MexIvanov/zephyr-python-ru-merged
MexIvanov/zephyr-python-ru-merged is a 7 billion parameter language model developed by C.B. Pronin, A.V. Volosova, A.V. Ostroukh, Yu.N. Strogov, V.V. Kurbatov, and A.S. Umarova. It is a fine-tuned version of HuggingFaceH4/zephyr-7b-beta, merged with a LoRA adapter trained on a mix of publicly available and machine-translated synthetic Python coding datasets. This model is specifically designed to enhance coding performance and support coding-related instructions in both Russian and English, with a context length of 4096 tokens.
Loading preview...
Model Overview
MexIvanov/zephyr-python-ru-merged is an experimental 7 billion parameter language model, developed by C.B. Pronin, A.V. Volosova, A.V. Ostroukh, Yu.N. Strogov, V.V. Kurbatov, and A.S. Umarova.

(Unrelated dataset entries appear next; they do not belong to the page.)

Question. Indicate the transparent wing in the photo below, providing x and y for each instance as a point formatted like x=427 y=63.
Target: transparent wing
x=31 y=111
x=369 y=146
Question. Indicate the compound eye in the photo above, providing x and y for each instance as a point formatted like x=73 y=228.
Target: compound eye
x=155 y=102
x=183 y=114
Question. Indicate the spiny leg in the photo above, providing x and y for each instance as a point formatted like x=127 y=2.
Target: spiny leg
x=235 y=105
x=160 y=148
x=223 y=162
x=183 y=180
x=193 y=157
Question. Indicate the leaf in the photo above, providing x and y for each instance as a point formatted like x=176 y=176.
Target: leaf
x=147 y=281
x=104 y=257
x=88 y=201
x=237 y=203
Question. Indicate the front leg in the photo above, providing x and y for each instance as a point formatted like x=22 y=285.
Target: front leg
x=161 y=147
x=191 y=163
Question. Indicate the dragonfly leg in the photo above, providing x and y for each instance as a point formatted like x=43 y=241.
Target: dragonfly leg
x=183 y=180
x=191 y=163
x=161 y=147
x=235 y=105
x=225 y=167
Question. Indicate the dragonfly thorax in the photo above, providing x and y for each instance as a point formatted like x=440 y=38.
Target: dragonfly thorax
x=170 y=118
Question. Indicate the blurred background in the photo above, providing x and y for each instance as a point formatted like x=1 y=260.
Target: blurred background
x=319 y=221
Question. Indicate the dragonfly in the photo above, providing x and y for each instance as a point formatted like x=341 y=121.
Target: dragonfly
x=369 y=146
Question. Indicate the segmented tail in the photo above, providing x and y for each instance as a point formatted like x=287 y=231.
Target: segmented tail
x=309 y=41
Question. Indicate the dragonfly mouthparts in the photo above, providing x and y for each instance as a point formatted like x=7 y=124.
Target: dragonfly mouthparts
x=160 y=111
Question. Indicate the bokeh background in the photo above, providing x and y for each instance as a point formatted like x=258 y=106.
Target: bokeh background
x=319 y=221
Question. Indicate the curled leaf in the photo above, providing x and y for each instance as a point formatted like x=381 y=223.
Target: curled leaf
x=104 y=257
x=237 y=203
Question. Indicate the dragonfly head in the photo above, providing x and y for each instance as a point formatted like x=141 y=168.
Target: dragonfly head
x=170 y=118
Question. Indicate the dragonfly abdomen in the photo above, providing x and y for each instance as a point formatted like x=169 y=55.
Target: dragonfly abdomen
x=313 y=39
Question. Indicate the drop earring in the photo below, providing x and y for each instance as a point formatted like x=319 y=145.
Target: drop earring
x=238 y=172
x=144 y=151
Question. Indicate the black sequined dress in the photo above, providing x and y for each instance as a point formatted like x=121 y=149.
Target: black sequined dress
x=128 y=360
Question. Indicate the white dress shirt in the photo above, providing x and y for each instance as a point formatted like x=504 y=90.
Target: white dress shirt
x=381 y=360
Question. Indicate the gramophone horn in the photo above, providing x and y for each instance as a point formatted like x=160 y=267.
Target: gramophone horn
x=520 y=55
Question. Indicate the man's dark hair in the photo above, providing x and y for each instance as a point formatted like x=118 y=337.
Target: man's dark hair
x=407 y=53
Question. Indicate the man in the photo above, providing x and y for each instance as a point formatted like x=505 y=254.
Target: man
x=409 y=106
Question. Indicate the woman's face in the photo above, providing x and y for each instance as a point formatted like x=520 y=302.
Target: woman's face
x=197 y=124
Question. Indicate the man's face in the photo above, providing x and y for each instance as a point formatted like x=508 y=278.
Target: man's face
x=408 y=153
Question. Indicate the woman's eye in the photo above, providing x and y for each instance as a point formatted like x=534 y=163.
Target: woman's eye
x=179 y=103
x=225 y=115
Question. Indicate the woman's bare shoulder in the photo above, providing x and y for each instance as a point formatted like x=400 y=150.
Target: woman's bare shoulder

It is based on the HuggingFaceH4/zephyr-7b-beta model, enhanced with a LoRA adapter. The model was trained on a unique dataset comprising publicly available data and machine-translated synthetic Python coding datasets, aiming to improve its capabilities in code generation and understanding.
Key Capabilities
- Multilingual Code Instruction: Excels at processing coding instructions provided in both Russian and English.
- Python Code Generation: Optimized for instruction-based Python coding tasks.
- Research Focus: Primarily intended for research purposes, as detailed in its associated paper.
Training Details
The model was fine-tuned using bitsandbytes quantization, specifically load_in_4bit with bnb_4bit_quant_type: nf4 and bnb_4bit_compute_dtype: float16. The training utilized PEFT version 0.6.2.
Limitations and Risks
As an experimental model, it is intended for research use only and lacks moderation mechanisms. Users should be aware that, similar to its base model Zephyr-7B-β, it has not undergone alignment to human preferences for safety (e.g., RLHF) and may produce problematic outputs. The exact composition of the base model's training corpus is also unknown, potentially including a mix of web data and technical sources.